In our multivariate model, we found that sexual abuse was 1 of 2 factors significantly correlated with increasing BMI. Others have found that increasing BMI is associated with sexual abuse in the general population.[46] The relationship of sexual abuse to BMI appears to be unrelated to FMS and operates nonspecifically.

It has been hypothesized that the high incidence of obesity in FM patients is related to the lack of physical activity.[33] A previous study showed that the modest impact of increasing BMI on physical impairment in FM was related to pain interference and inactivity.[8] Less than 10% of obese FM patients in our study reported performing regular aerobic exercise, compared with 25% of normal-weight FM patients, reflected in the significant but small negative correlation (r = -0.183) between BMI and exercise, consistent with previous reports.[32]

Obesity in FM does not correlate with FM symptoms and measures but is associated with general measures of disability (HAQ-DI).

We found no associations between BMI and FM symptoms and measures, including FIQ total and its 10 subset scores, or with meeting the ACR 1990 criteria and survey criteria, contrary to other studies.[8–13,43,47] This was surprising because we found a significant correlation between BMI and disability measured by HAQ-DI (r = 0.254; P < 0.0001) in agreement with previous reports,[32] and with data from the general population.[48,49] We did, however, find a strong correlation between HAQ-DI and FIQ physical impairment (r = 0.598, P < 0.001).

Different from our data, an analysis of 888 FM patients selected to participate in a brief interdisciplinary program found significant differences between BMI groups with regard to total FIQ score, FIQ physical function, FIQ interference with job/house work, FIQ pain, FIQ fatigue, FIQ stiffness, FIQ depression, and FIQ anxiety.[9] Of note, even in studies where such correlations between BMI and FIQ total and subsets were observed, the magnitude was small.[31] In agreement with our findings, a study designed similarly to ours found no correlation between BMI and VAS pain, VAS fatigue, feeling swollen, sleep difficulties, irritable bowel syndrome, numbness feeling, and "hurt all over."[32] The interpretation of the sleep apnea data in our study is difficult because of the small number of patients.
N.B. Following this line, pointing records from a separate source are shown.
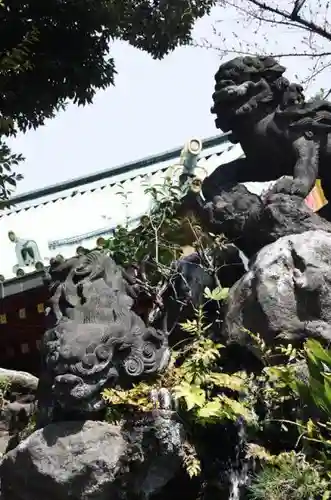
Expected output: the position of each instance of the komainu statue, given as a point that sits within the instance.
(94, 339)
(280, 133)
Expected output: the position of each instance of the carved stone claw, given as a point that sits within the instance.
(161, 399)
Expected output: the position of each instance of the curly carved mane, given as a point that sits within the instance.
(253, 87)
(95, 339)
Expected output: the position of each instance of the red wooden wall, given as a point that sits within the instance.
(22, 325)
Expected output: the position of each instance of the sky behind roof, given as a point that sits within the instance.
(154, 106)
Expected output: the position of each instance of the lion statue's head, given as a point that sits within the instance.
(252, 86)
(94, 339)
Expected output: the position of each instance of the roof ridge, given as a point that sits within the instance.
(110, 172)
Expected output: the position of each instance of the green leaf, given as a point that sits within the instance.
(320, 354)
(192, 394)
(211, 410)
(217, 294)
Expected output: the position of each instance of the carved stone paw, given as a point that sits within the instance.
(292, 187)
(318, 329)
(161, 399)
(283, 185)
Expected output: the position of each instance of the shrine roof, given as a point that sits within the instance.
(75, 213)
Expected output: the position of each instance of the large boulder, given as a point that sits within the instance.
(93, 460)
(287, 292)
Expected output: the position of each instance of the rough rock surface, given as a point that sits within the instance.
(287, 291)
(252, 222)
(93, 460)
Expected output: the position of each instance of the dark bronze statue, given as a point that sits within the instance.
(94, 339)
(280, 133)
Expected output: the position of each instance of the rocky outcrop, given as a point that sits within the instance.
(286, 292)
(93, 461)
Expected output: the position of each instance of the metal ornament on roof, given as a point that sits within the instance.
(27, 255)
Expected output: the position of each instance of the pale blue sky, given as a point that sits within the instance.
(154, 106)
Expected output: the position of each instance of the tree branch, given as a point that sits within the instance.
(293, 16)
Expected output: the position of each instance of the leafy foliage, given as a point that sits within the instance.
(305, 25)
(61, 48)
(292, 387)
(290, 478)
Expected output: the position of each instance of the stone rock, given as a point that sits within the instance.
(238, 214)
(286, 292)
(93, 461)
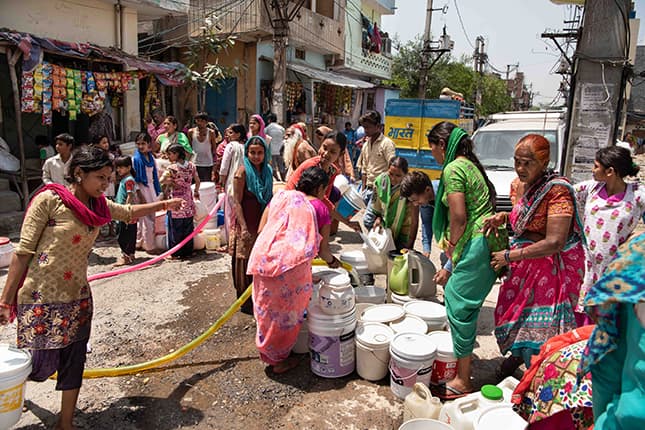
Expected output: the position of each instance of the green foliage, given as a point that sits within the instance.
(447, 72)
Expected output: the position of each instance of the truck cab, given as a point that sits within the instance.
(495, 145)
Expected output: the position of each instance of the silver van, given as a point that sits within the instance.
(495, 144)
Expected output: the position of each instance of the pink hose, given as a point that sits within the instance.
(161, 256)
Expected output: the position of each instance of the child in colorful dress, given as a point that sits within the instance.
(612, 208)
(181, 173)
(127, 194)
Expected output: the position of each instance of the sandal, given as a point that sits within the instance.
(446, 392)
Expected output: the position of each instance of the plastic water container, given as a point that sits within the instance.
(6, 251)
(432, 313)
(212, 237)
(15, 367)
(373, 350)
(370, 294)
(420, 404)
(492, 416)
(444, 368)
(336, 295)
(412, 355)
(350, 203)
(331, 342)
(385, 313)
(425, 424)
(464, 412)
(409, 324)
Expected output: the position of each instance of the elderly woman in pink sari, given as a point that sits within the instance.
(294, 229)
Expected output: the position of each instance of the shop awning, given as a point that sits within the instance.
(32, 47)
(329, 77)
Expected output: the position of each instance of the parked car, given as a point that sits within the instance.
(495, 144)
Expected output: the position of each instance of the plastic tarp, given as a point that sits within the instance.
(32, 47)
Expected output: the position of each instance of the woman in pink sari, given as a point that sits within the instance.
(280, 263)
(545, 262)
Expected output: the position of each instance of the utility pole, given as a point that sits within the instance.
(281, 13)
(599, 77)
(425, 53)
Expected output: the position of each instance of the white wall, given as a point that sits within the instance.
(91, 21)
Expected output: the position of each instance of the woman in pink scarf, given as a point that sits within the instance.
(281, 267)
(47, 280)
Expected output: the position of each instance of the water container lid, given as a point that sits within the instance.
(339, 280)
(443, 340)
(428, 311)
(492, 392)
(413, 346)
(13, 360)
(374, 334)
(353, 257)
(410, 324)
(383, 313)
(492, 416)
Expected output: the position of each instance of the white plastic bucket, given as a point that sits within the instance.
(331, 342)
(212, 237)
(432, 313)
(444, 368)
(15, 367)
(399, 299)
(302, 343)
(207, 194)
(409, 324)
(385, 313)
(6, 251)
(370, 294)
(492, 416)
(372, 350)
(412, 356)
(425, 424)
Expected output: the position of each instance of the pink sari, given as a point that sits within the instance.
(537, 299)
(280, 263)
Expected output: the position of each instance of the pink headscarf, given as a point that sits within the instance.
(261, 133)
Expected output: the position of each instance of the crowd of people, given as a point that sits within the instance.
(561, 269)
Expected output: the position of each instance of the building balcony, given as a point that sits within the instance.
(249, 21)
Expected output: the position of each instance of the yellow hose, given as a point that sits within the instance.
(136, 368)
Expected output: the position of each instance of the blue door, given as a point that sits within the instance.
(221, 103)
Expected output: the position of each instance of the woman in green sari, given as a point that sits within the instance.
(389, 209)
(464, 199)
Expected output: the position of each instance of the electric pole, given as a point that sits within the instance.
(598, 83)
(425, 53)
(281, 13)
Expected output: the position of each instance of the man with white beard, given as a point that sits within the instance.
(296, 149)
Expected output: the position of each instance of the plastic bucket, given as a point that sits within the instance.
(425, 424)
(432, 313)
(350, 203)
(302, 342)
(15, 367)
(409, 324)
(412, 356)
(385, 314)
(331, 342)
(399, 299)
(373, 350)
(207, 194)
(212, 237)
(370, 294)
(444, 368)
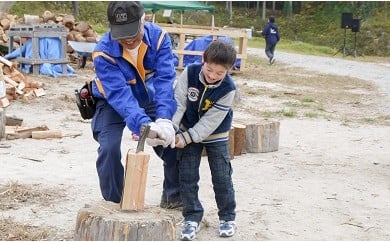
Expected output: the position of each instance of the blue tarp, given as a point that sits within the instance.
(200, 44)
(49, 48)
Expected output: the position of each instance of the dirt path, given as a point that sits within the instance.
(329, 180)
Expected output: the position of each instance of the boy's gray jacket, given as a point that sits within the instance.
(204, 112)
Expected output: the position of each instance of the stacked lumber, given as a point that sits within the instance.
(260, 136)
(12, 127)
(76, 31)
(17, 85)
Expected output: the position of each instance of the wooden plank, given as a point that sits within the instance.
(4, 102)
(2, 123)
(5, 61)
(14, 121)
(231, 142)
(133, 195)
(262, 137)
(239, 138)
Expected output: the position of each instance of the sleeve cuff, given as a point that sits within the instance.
(186, 137)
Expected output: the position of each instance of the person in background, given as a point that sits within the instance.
(271, 35)
(134, 87)
(204, 93)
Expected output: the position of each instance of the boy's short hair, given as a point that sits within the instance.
(220, 52)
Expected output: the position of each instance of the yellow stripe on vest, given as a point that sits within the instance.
(101, 53)
(100, 87)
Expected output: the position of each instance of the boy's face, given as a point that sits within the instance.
(133, 43)
(214, 72)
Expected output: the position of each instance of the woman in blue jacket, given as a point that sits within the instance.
(271, 34)
(134, 87)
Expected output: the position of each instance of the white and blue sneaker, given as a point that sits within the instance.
(226, 228)
(189, 230)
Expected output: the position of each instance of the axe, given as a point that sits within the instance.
(134, 184)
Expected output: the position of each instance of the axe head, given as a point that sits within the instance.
(145, 129)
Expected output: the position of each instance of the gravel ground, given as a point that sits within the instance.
(378, 73)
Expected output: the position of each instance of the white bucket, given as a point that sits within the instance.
(2, 89)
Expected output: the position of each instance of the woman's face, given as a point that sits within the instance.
(134, 42)
(214, 72)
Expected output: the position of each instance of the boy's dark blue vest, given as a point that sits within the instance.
(201, 98)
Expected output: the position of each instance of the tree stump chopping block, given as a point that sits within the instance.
(2, 123)
(106, 221)
(262, 137)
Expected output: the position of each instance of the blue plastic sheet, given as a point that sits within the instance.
(49, 48)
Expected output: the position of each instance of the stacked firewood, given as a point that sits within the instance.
(17, 85)
(76, 31)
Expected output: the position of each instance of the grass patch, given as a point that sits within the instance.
(288, 113)
(15, 195)
(11, 230)
(311, 114)
(307, 100)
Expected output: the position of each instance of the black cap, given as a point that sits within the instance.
(125, 19)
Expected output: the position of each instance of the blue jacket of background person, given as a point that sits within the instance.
(129, 86)
(209, 94)
(271, 33)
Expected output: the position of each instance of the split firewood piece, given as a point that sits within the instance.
(2, 123)
(19, 86)
(46, 134)
(239, 138)
(5, 61)
(4, 102)
(23, 132)
(134, 185)
(13, 121)
(39, 92)
(231, 142)
(262, 136)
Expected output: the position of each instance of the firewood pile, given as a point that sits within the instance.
(76, 31)
(17, 85)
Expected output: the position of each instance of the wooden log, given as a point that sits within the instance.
(46, 134)
(231, 142)
(262, 137)
(105, 221)
(2, 123)
(239, 138)
(134, 185)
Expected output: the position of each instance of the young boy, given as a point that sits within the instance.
(204, 95)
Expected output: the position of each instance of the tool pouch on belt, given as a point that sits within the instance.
(85, 101)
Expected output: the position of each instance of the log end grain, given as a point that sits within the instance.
(106, 221)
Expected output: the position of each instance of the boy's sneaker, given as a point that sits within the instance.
(226, 228)
(170, 204)
(189, 230)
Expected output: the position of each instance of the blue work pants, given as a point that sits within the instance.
(107, 128)
(221, 175)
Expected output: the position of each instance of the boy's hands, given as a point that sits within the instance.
(180, 143)
(165, 133)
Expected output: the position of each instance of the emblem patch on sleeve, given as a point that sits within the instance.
(193, 94)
It is possible that in a tertiary care center such as ours, a small impact of BMI on FM process may be difficult to detect, because our population is strongly skewed toward moderate and severe FM in all weight groups. In addition, many of the symptoms included are disease defining rather than severity defining, for example, widespread pain reported by 96.7%, fatigue by 98.3%, and unrefreshing sleep by 84.9%, and we did not perform more discriminant measures of distress such as tender point total counts and tender point tenderness severity. Our normal-weight FM patients had mean FIQ score of 66.7 (SD, 19.6), considered in the severe range for impairment[50] and higher than FIQ scores reported in obese FM patients in other studies, 62.1 (SD, 17.8) to 66.5 (SD, 16.4).[11,43] Our findings also suggest that HAQ-DI may be a more discriminative measure of disability in patients with severe FM and obesity, as it quantifies basic functions such as eating, grooming, reaching, dressing, and rising from a chair, rather than more complex activities such as washing clothes, doing laundry, and preparing meals in the FIQ disability index.[30,51] In addition, while BMI is associated with both upper- and lower-extremity disability, the association is strongest for the lower extremities, better reflecting items in the HAQ-DI.[52]